Re: Is there a routine to converte Hebrew text to Unicode in an Annota...

JonathanNitzan · Posted 01-14-2021 01:40 PM

Greetings:

(I'm using SAS 94 TS Level 1M3 on X64_8Home.)

I’m trying to include Hebrew text in an Annotate data set called ‘panel1’ below:

***

data panel1;

length function color $ 8 STYLE $ 18 text $ 100;

hsys='1'; xsys='1'; ysys='1';

label(2,98,'05d005d705d505d605d905dd'x,black,0,0,3.2,'Arial/Unicode/italic’,6);

run;

***

When included in Proc GPLOT the label statement will generate the following italicized Hebrew string:

אחוזים

The problem is that, when I have a lot of text, this method is very labour intensive. Is there a simple routine I can use in which I type the Hebrew string in the program and the routine converts it to Unicode?

Thank you.

Shmuel · Posted 01-14-2021 03:35 PM

I have done some work about it in the past. The attached program may give you a hint.

Do you need translation of a short strings (messages, labels etc.) and / or a mass of text given in a .txt file.
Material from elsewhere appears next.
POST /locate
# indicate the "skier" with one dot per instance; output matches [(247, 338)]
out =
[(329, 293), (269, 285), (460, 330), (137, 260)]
Let me some more details of your needs and I will be happy to help.

data heb_encode(keep= ot str);
  retain i 1;
  heb = 'אבגדהוזחטיכךלמםנןסעפףצץקרשת';
  infile cards dlm='!';
  input str $6.;
  ot = substr(heb,i,2);
  i+2;
  output;
return;
cards;
=D7=90
=D7=91
=D7=92
=D7=93
=D7=94
=D7=95
=D7=96
=D7=97
=D7=98
=D7=99
=D7=9B
=D7=9A
=D7=9C
=D7=9E
=D7=9D
=D7=A0
=D7=9F
=D7=A1
=D7=A2
=D7=A4
=D7=A3
=D7=A6
=D7=A5
=D7=A7
=D7=A8
=D7=A9
=D7=AA
; run;

data cntl;
 set heb_encode;
     retain fmtname '$hebcvf';
     rename ot = start str=label;
run;
proc format lib=mydata cntlin=cntl; run;


data cntl;
 set heb_encode;
     retain fmtname '$cvfheb';
     rename str = start ot=label;
run;
proc format lib=mydata cntlin=cntl; run;

I believe I can adapt above code to most of your needs.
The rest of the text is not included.